F O R   P H Y S I C I A N S – resources
Transition from OI/IVF to Donor Oocytes 
Introduction
The Effect Of Advanced Age On The Success Of IVF
Assessment Of Oocyte Quality Prior To IVF
The Predictive Value Of Failed IVF Cycles
Donor Oocyte IVF

The Predictive Value Of Failed IVF Cycles

Poor response to stimulation
It has been known for many years that a woman's response to gonadotropin stimulation relates to the number of oocytes retrieved and the chance of pregnancy. This response typically declines as age increases, but is often seen unexpectedly in younger women. Often these women have had sub optimal tests of ovarian reserve, however.

In the woman whose IVF stimulation has been cancelled due to poor response, or the poor responder who has completed the cycle but failed to conceive, several strategies have been offered to enhance the response to stimulation. The standard IVF stimulation includes initiating a GnRH agonist in the luteal phase of the preceding cycle, then starting gonadotropin stimulation in the early follicular phase while continuing the GnRH agonist.

Protocols which have been used with some success in poor responders include discontinuation of the GnRH agonist when the gonadotropin therapy is started, a "flare" or "microflare" protocol in which both the GnRH agonist and gonadotropin are started in the early follicular phase, and the use of a new GnRH antagonist rather than an agonist. Although some programs have used human growth hormone, most authorities feel there is no therapeutic benefit.

Favorable results have been reported with the use of each of these regimens, however they are less promising in the women with high early follicular phase FSH levels and in older women. In those groups, as well as those that fail to respond to a change in the stimulation protocol, oocyte donation should be considered.

Poor oocyte or embryo quality
The most direct assessment of oocyte quality occurs in the IVF laboratory after oocyte retrieval. Microscopic examination of the oocyte may detect abnormalities such as vacuolization, cytoplasmic inclusions, and clustering of organelles. These oocytes will have a poor likelihood of yielding embryos of normal potential. It is known that oocytes may have nuclear or cytoplasmic abnormalities that are not visible in the clinical setting by light microscopy. The most common genetic oocyte abnormality results from an error in chromatid segregation in the first meiotic division.

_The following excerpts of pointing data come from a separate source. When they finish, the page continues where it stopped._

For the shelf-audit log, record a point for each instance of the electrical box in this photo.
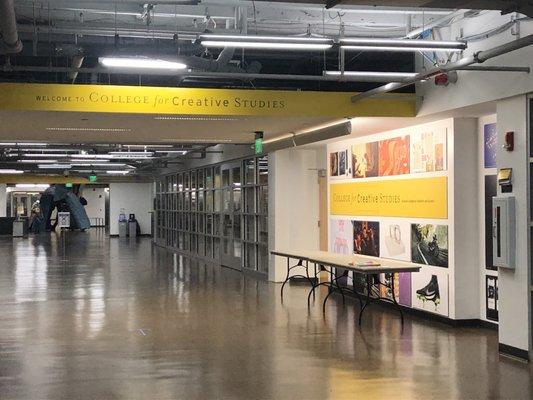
(503, 231)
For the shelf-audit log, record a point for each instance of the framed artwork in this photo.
(365, 160)
(429, 245)
(428, 151)
(333, 164)
(430, 290)
(490, 141)
(491, 297)
(366, 238)
(394, 156)
(490, 192)
(341, 236)
(395, 240)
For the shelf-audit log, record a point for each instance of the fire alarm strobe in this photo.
(446, 78)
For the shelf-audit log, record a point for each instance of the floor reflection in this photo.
(121, 319)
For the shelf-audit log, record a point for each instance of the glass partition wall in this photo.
(218, 212)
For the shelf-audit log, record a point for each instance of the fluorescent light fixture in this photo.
(37, 161)
(372, 74)
(74, 129)
(183, 152)
(54, 166)
(48, 150)
(133, 153)
(401, 45)
(32, 185)
(38, 155)
(76, 160)
(96, 164)
(267, 45)
(31, 144)
(140, 63)
(266, 42)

The only sign of poor oocyte quality that is apparent in the IVF laboratory may be seen in subsequent development of the embryo. An embryo that is developing slowly or is highly fragmented is likely to be the result of oocyte abnormalities. Advancing age has been associated with lower cytoplasmic levels of ATP and poor embryo development. Recent data has shown that oocytes have a fundamental polarization during development, continuing into embryonic development. Lack of normal polarization has been shown to be related to developmental potential of the embryo. The location of cellular fragmentation related to this polarization in the embryo is likely to be of critical prognostic significance.

Although oocyte and embryo abnormalities in one cohort may not be predictive of the quality of oocytes and embryos in a subsequent IVF cycle, they are often seen repetitively in the same woman, especially in older women, women with abnormal tests of ovarian reserve, and in couples with unexplained infertility. In those cases, strong consideration should be given to oocyte donation rather than a repeat standard IVF attempt.